Ecco allora che questo mio amico esce dalla seduta con il dottor Freud con una lista di cose da fare durante la settimana e qualche euro in meno.
“Ma d’altra parte se non li spendi per te i soldi per chi li spendi. Ora che non c’hai nemmeno la morosa.”
Prosegue riflettendo sugli ultimi risvolti, quella rivisitazione del passato che non era niente male. Quelle domeniche passate a fare il bagno nella vasca prima del catechismo. Con la sveglia anche in quei giorni ad un orario improponibile. Normale quando tuo padre fa il panettiere e vuole assolutamente salutare il figliol prodigo. Che non bisogna mica perdere gli anni migliori.
Fatto sta che proprio una di quelle domeniche suo padre morì senza dare un minimo di preavviso. Ed è da qui che dobbiamo partire secondo Freud, magari anche qualche passo indietro. Ricostruire i rapporti e rivivere le sensazioni. “Ah, non hai pianto?” aveva detto interessato. Avesse avuto la barba se la sarebbe grattata ed invece aveva fatto scattare la punta della penna che teneva in mano. La verità è che probabilmente pensava a quella strafiga di segretaria che si era trovato e che sodomizzava regolarmente tra un rinnovo di contratto e l’altro. I vantaggi del lavoro interinale. L’amico del mio amico aveva proseguito. Aveva detto che proprio non gli era venuto da piangere quando dopo la messa sua madre sconvolta l’aveva portato di corsa all’ospedale invece che a mangiare le tagliatelle al ragù della nonna. “è successa una cosa brutta” aveva detto. E lui subito aveva capito che non si mangiavano le tagliatelle. Ecco per lui la morte del padre era stata un pasto saltato, non ricordava altro.
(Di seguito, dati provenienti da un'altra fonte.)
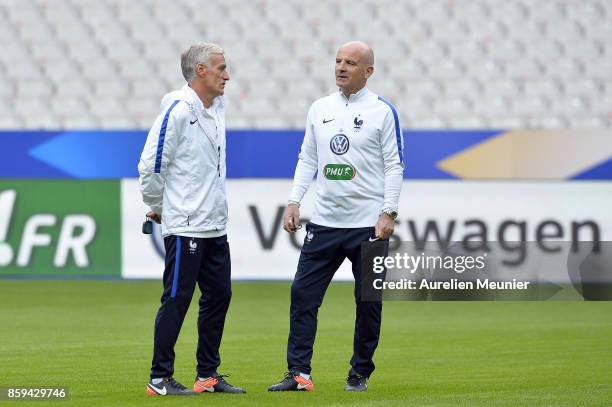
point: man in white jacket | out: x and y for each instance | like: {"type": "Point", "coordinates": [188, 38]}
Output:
{"type": "Point", "coordinates": [353, 142]}
{"type": "Point", "coordinates": [182, 180]}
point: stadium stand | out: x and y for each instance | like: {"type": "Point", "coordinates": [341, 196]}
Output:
{"type": "Point", "coordinates": [445, 64]}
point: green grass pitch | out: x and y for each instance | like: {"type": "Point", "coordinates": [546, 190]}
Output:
{"type": "Point", "coordinates": [95, 337]}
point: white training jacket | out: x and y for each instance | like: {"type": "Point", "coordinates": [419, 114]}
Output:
{"type": "Point", "coordinates": [182, 166]}
{"type": "Point", "coordinates": [355, 146]}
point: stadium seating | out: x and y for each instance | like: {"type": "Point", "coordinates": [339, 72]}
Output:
{"type": "Point", "coordinates": [444, 63]}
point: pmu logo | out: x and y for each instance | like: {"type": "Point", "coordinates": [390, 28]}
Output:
{"type": "Point", "coordinates": [339, 144]}
{"type": "Point", "coordinates": [76, 232]}
{"type": "Point", "coordinates": [358, 123]}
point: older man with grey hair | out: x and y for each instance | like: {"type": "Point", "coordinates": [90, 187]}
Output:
{"type": "Point", "coordinates": [182, 180]}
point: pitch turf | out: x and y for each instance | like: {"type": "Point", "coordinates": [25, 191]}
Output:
{"type": "Point", "coordinates": [96, 338]}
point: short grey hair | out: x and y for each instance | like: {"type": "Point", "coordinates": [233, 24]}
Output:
{"type": "Point", "coordinates": [197, 54]}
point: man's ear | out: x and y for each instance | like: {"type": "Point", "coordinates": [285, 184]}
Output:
{"type": "Point", "coordinates": [201, 70]}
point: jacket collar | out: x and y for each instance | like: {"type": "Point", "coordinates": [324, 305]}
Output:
{"type": "Point", "coordinates": [354, 96]}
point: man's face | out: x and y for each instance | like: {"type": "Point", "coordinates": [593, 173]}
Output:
{"type": "Point", "coordinates": [352, 72]}
{"type": "Point", "coordinates": [215, 75]}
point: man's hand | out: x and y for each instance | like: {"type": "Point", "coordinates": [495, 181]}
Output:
{"type": "Point", "coordinates": [384, 227]}
{"type": "Point", "coordinates": [154, 217]}
{"type": "Point", "coordinates": [291, 219]}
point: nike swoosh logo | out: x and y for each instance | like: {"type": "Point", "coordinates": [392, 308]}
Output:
{"type": "Point", "coordinates": [161, 391]}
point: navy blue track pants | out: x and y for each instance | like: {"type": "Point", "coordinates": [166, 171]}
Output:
{"type": "Point", "coordinates": [190, 261]}
{"type": "Point", "coordinates": [323, 252]}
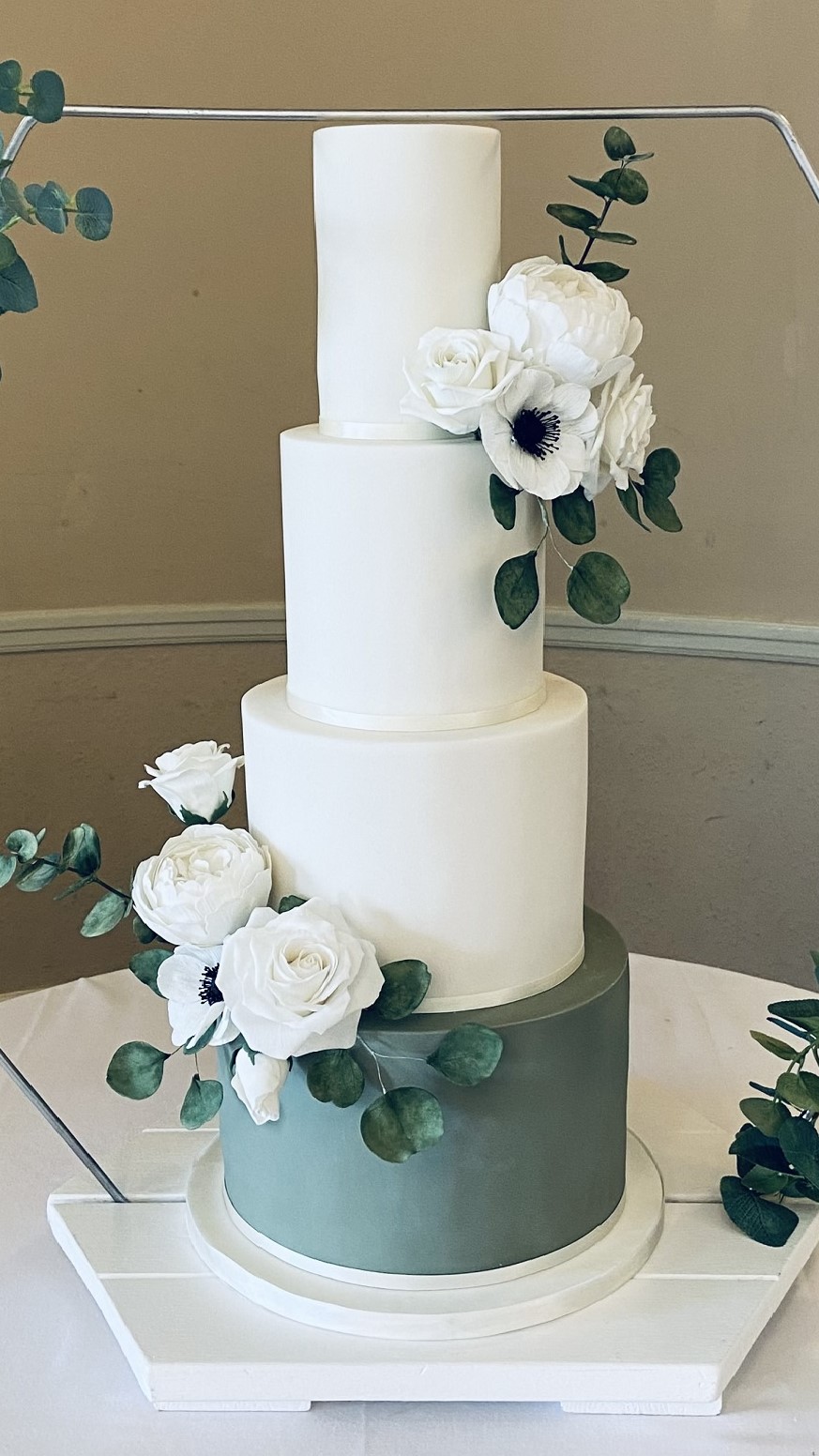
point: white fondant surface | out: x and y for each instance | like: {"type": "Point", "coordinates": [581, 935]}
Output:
{"type": "Point", "coordinates": [407, 237]}
{"type": "Point", "coordinates": [463, 848]}
{"type": "Point", "coordinates": [391, 551]}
Ecco quindi che dopo aver buttato giù queste righe mi rendo conto che tutto sommato col film splatter giapponese ed i popcorn non mi è poi andata male.

Epilogo:
Ed il mio amico inizia a piangere quando al ristorante quella sera gli comunicano che non servono tagliatelle al ragù.
“che razza di posto è questo?” dice tra i singhiozzi.
“un ristorante giapponese” risponde il cameriere prima di sgozzarlo come un maiale e continuare ad uccidere per la prossima ora e mezza senza intervallo.